I agree with all of that. My post I mentioned, The (partial) fallacy of dumb superintelligence deals with the genie that knows but doesn’t care, and how we get one that cares in a slow takeoff. My other post Instruction-following AGI is easier and more likely than value aligned AGI makes this same argument—nobody is going to bother getting the AGI to understand human values, since it’s harder and unnecessary for the first AGIs. Max Harms makes a similar argument, (and in many ways makes it better), with a slightly different proposed path to corrigibility.
As you say, these things have been understood for a long time. I’m a bit disturbed that more serious alignment people don’t talk about them more. The difficulty of value alignment makes it likely irrelevant for the current discussion, since we very likely are going to rush ahead into, as you put it and I agree,
The perfect is the enemy of the good.
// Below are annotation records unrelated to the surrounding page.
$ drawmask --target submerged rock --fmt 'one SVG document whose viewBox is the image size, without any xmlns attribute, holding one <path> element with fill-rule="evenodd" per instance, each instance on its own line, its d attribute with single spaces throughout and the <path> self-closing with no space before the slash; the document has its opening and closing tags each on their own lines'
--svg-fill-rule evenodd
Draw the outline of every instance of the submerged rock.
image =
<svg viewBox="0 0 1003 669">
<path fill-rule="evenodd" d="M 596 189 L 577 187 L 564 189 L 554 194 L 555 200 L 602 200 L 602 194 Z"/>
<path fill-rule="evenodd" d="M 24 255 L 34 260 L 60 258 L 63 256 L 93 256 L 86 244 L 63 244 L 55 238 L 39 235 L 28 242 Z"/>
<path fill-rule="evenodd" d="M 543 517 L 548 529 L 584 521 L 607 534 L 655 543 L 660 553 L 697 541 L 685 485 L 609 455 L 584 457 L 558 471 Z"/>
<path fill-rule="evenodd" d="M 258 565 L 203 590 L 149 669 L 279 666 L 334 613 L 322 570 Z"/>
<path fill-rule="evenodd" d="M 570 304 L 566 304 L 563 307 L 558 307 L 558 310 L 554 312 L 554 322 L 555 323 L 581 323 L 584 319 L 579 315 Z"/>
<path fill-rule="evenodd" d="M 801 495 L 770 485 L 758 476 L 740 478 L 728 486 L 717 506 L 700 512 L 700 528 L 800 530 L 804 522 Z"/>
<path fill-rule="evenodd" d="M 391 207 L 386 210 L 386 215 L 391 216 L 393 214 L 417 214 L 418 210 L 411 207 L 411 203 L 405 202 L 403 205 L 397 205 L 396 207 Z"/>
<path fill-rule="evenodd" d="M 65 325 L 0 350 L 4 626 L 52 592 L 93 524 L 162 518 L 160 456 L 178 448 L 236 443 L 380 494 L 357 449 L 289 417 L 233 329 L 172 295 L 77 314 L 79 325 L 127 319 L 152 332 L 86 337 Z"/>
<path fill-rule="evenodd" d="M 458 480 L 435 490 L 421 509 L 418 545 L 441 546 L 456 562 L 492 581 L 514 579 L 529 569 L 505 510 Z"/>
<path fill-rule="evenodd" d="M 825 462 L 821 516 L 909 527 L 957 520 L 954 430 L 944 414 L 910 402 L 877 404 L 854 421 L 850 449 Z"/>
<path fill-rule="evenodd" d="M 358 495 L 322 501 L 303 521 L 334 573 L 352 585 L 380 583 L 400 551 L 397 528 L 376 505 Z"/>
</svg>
We should mostly quit worrying about the very difficult problem of full value alignment, and start thinking more about how to get good results with much more achievable corrigible or instruction-following AGI.
Here we go!
I think if you led with this statement, you’d have a lot less unproductive argumentation. It sounds on a vibe level like you’re saying alignment is probably easy in your first statement. If you’re just saying it’s less hard than originally predicted, that sounds a lot more reasonable.
Rationalists have emotions and intuitions, even if we’d rather not. Framing the discussion in terms of its emotional impact matters.
That’s reasonable. I’ll edit the top comment to make this exact clarification.